Many minority students who graduate from HBCUs do so with the understanding that they can hold their own in their field of choice, no matter how technical it may be. This confidence, several HBCU graduates told me, is what stops them from giving up when they feel overwhelmed by the subject matter or intimidated by others in their field. Jelani Zarif, now a postdoctoral fellow at Johns Hopkins University in Baltimore, Maryland, grew up in public housing on the South Side of Chicago before graduating from Jackson State University in Mississippi. He recently earned his Ph.D. from Michigan State University. He thinks this confidence is a way to avoid stereotype threat, a phenomenon in which individuals feel overpressured to succeed in order to debunk stereotypes about their minority group: “I think that, as a black scientist, you become a representative for black America. A lot of students experience that. But I think [some of the pressure] is just an illusion. Just be comfortable with yourself and your abilities—those are things that I keep in my head.”
HBCUs also create a strong network of minority students that boosts this confidence. “I had constant encouragement from faculty [at Morehouse] but I also got a lot from other students—that camaraderie was really good,” Arkansas’ Walker said, adding that his college experience allowed him to explore his true passions without feeling like he was an outsider.

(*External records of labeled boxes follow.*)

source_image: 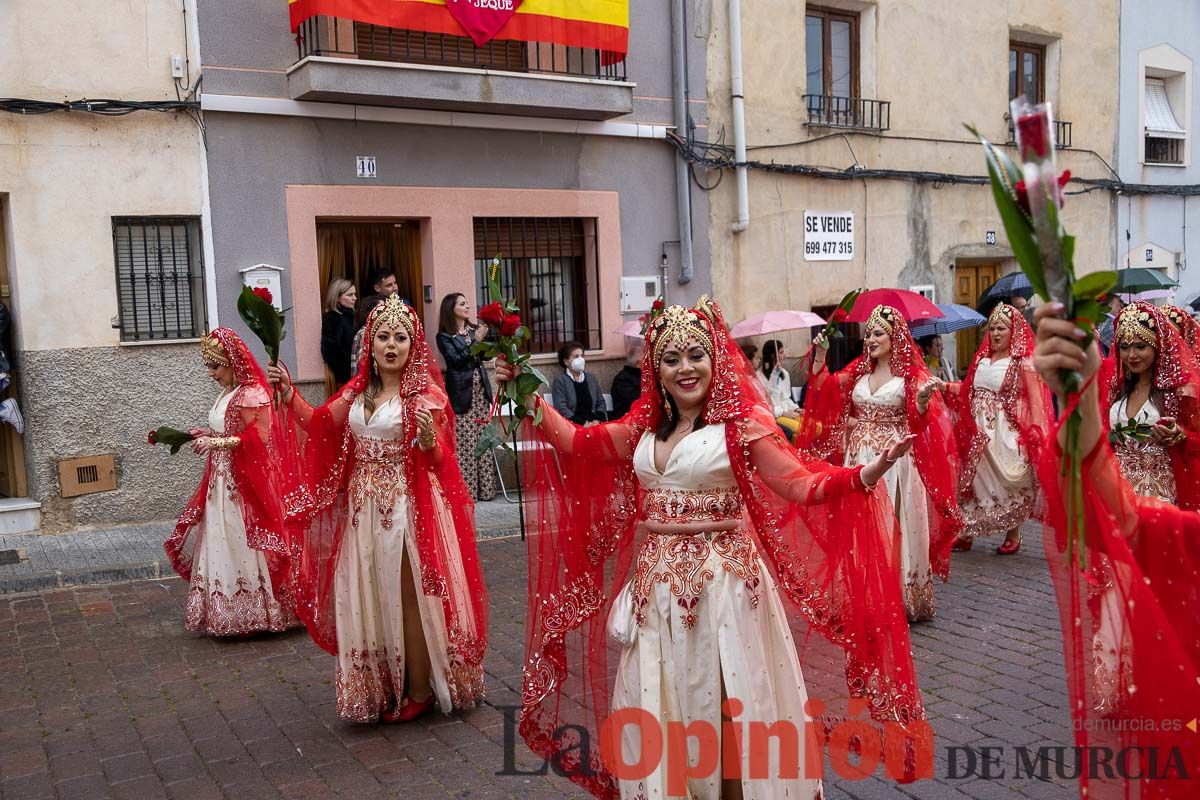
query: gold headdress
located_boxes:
[865,306,900,336]
[200,333,233,367]
[1116,306,1158,350]
[649,306,713,367]
[367,295,416,342]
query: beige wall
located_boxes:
[0,0,202,350]
[708,0,1118,319]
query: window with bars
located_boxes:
[475,217,602,353]
[113,217,206,342]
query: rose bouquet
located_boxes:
[470,255,550,458]
[967,97,1117,569]
[146,425,196,456]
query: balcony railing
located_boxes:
[1004,114,1070,150]
[804,95,892,131]
[296,16,626,80]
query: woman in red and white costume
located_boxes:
[271,296,487,722]
[1100,301,1200,510]
[497,299,924,800]
[1033,303,1200,800]
[946,302,1050,555]
[166,327,298,636]
[797,306,962,621]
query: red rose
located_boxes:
[1016,109,1050,161]
[500,314,521,336]
[479,302,504,327]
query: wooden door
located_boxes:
[0,203,29,498]
[954,264,1000,378]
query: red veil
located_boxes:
[953,302,1054,497]
[796,306,962,581]
[292,303,487,706]
[520,300,916,798]
[1038,414,1200,800]
[164,327,293,608]
[1100,301,1200,511]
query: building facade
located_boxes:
[708,0,1120,371]
[0,0,215,531]
[1116,0,1200,302]
[192,0,710,398]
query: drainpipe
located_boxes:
[728,0,750,234]
[662,0,692,284]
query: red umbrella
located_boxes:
[846,289,942,323]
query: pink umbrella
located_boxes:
[730,311,824,339]
[846,289,942,323]
[613,319,642,339]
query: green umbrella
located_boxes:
[1112,266,1180,294]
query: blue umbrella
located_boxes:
[978,272,1033,306]
[912,302,988,339]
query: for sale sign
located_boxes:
[804,211,854,261]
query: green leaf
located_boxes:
[1069,272,1117,300]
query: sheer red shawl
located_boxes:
[520,297,924,798]
[164,327,293,608]
[796,304,962,581]
[295,308,487,705]
[1102,301,1200,511]
[952,303,1054,497]
[1038,402,1200,800]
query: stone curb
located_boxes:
[0,528,521,596]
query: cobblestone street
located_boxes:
[0,525,1076,800]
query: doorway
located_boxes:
[954,261,1000,379]
[0,197,29,498]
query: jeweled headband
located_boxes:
[200,333,233,367]
[650,306,713,367]
[865,306,900,336]
[367,295,416,342]
[1116,306,1158,350]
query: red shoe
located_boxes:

This is something that non-HBCUs, Brown’s Campbell mentioned, have not been able to do as effectively without a critical mass of minority students.
UPenn’s Wilson also spoke of the value of a strong network, noting that he was able to consult a black colleague when he noticed that, as a graduate student, he wasn’t going about his work with as much enthusiasm as his white counterparts. “Why are we walking around acting like we’re surprised we’re here?” he asked his friend. Sometimes the confidence that educators work hard to instill can be eclipsed by a new and challenging academic setting; support from people who have taken similar paths can help reaffirm it.
Black scientists value mentorship, and many go to great lengths to advise students earlier in their academic careers. Every doctorate student or postdoctoral fellow I spoke to for this story was mentoring younger students on top of conducting their scientific research and completing their programs of study. William J. Tomlinson Jr., an HBCU alumnus working on his Ph.D. in computer engineering at Northeastern University in Boston, said that after he spends a few years working in a lab he wants to start a nonprofit to help bring more black students into STEM.
This desire to help others succeed—to lower the ladder for others to climb up rather than raise it after reaching the top—is pervasive among African Americans in STEM. And it could mean that their representation in these fields will increase exponentially in the near future. “It’s the need to do more for our culture, for our race,” Tomlinson said. “That’s what keeps us motivated in the STEM fields.”